Dear all,
Server: RedHat 7.3, kernel 2.4.20-19.7smp, nfs-util 1.0.5
Client: RedHat 7.3, kernel 2.4.18-27.7.x, nfs-utils 0.3.3-6.73
Over 200 entries in /etc/exports, after issuing 'exportfs -r', some
clients keep certain home directories stale.
On the client, the dmesg output says:
nfs: server x not responding, still trying
nfs: server x OK
nfs_statfs: statfs error = 116
nfs_statfs: statfs error = 116
nfs_statfs: statfs error = 116
nfs_statfs: statfs error = 116
bash# ls -ld /home/user
ls: /home/user: Stale NFS file handle
On the server, I'm looking at the traffic from client ('tcpdump -s300 -i
eth2 -Nt host client'):
...
client.4180178520 > fs.nfs: 112 read fh Unknown/1 4096 bytes @
0x000029000 (DF)
x.nfs > client.4180178520: reply ok 32 (DF)
client.4196955736 > fs.nfs: 112 read fh Unknown/1 4096 bytes @
0x000029000 (DF)
x.nfs > client.4196955736: reply ok 32 (DF)
client.4213732952 > fs.nfs: 112 read fh Unknown/1 4096 bytes @
0x000029000 (DF)
x.nfs > client.4213732952: reply ok 32 (DF)
client.4230510168 > fs.nfs: 112 read fh Unknown/1 4096 bytes @
0x000029000 (DF)
x.nfs > client.4230510168: reply ok 32 (DF)
client.4247287384 > fs.nfs: 112 read fh Unknown/1 4096 bytes @
0x000029000 (DF)
x.nfs > client.4247287384: reply ok 32 (DF)
client.4264064600 > fs.nfs: 112 read fh Unknown/1 4096 bytes @
0x000029000 (DF)
x.nfs > client.4264064600: reply ok 32 (DF)
client.4280841816 > fs.nfs: 112 read fh Unknown/1 4096 bytes @
0x000029000 (DF)
x.nfs > client.4280841816: reply ok 32 (DF)
...
I don't know how to interpret this, but the facts are:
- the server x is running NFS, most clients still work w/o problems
- client can not recover from the stale handle and it looks like it is
spamming the server
My questions are:
- Is this a race?
- Is there a way to get the client working again w/o having to reboot
(or kill all the users processes and umount the home if that's
possible)? I tried restarting rpc.statd on the client but that did not help.

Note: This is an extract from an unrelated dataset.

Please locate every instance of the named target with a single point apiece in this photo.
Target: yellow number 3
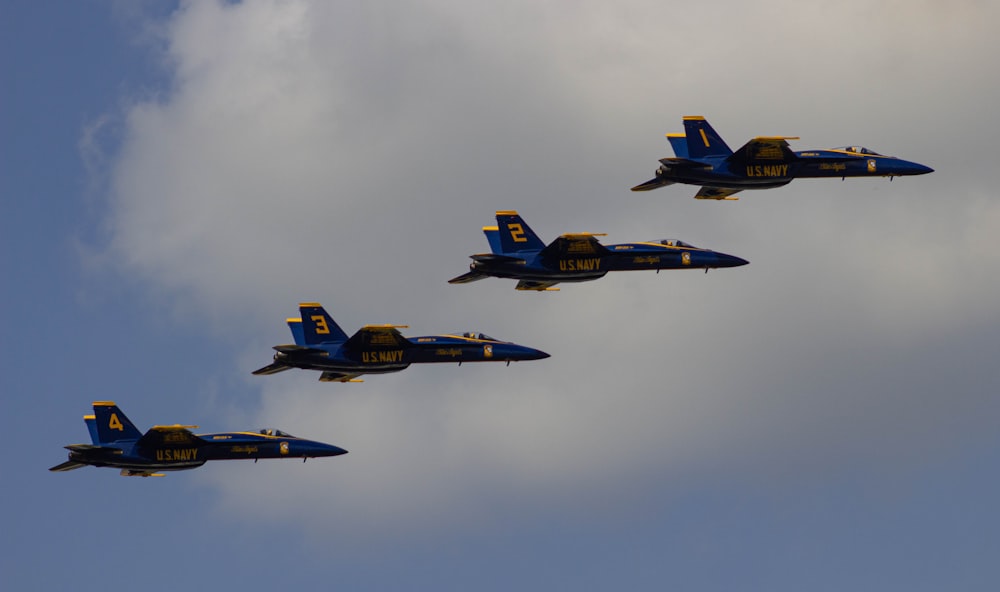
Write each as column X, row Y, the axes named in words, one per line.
column 321, row 327
column 517, row 233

- How can I provide more debugging infos if needed?
- Could this be related to the thread "[NFS] nfs errors clutter up logs
after 2.4.20 -> 2.4.22-pre10", we really see a lot of messages like that
on all clients
Thanks for your help.
Regards,
Marc
-------------------------------------------------------
This sf.net email is sponsored by:ThinkGeek
Welcome to geek heaven.
http://thinkgeek.com/sf
_______________________________________________
NFS maillist - [email protected]
https://lists.sourceforge.net/lists/listinfo/nfs
Marc Schmitt wrote:
>
> My questions are:
>
> - Is this a race?
It sounds to me like it could be be a server issue under
a very heavy load... How many nfsd are you running? Try
increasing the number to see if that helps....
>
> - Is there a way to get the client working again w/o having to reboot
> (or kill all the users processes and umount the home if that's
> possible)? I tried restarting rpc.statd on the client but that did not
> help.
not really... :(
> - How can I provide more debugging infos if needed?

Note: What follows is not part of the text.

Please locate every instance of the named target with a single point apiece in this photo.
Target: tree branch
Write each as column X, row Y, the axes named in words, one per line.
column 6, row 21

ethereal traces have more information and are
generally more useful... imo...
SteveD.
-------------------------------------------------------
This sf.net email is sponsored by:ThinkGeek
Welcome to geek heaven.
http://thinkgeek.com/sf
_______________________________________________
NFS maillist - [email protected]
https://lists.sourceforge.net/lists/listinfo/nfs
> > - Is there a way to get the client working again w/o having to reboot
> > (or kill all the users processes and umount the home if that's
> > possible)? I tried restarting rpc.statd on the client but that did not
> > help.
>
> not really... :(
>
Mounting the directory again should help. IHMO not a nice solution but it
always worked on our systems.
Cheers,
Bernd
-------------------------------------------------------
This sf.net email is sponsored by:ThinkGeek
Welcome to geek heaven.
http://thinkgeek.com/sf
_______________________________________________
NFS maillist - [email protected]
https://lists.sourceforge.net/lists/listinfo/nfs
On Thu, 2003-09-18 at 21:24, Bernd Schubert wrote:
> > > - Is there a way to get the client working again w/o having to reboot
> > > (or kill all the users processes and umount the home if that's
> > > possible)? I tried restarting rpc.statd on the client but that did not
> > > help.
> >
> > not really... :(
> >
>
> Mounting the directory again should help. IHMO not a nice solution but it
> always worked on our systems.
Do you mean 'mount -o remount /home/user'?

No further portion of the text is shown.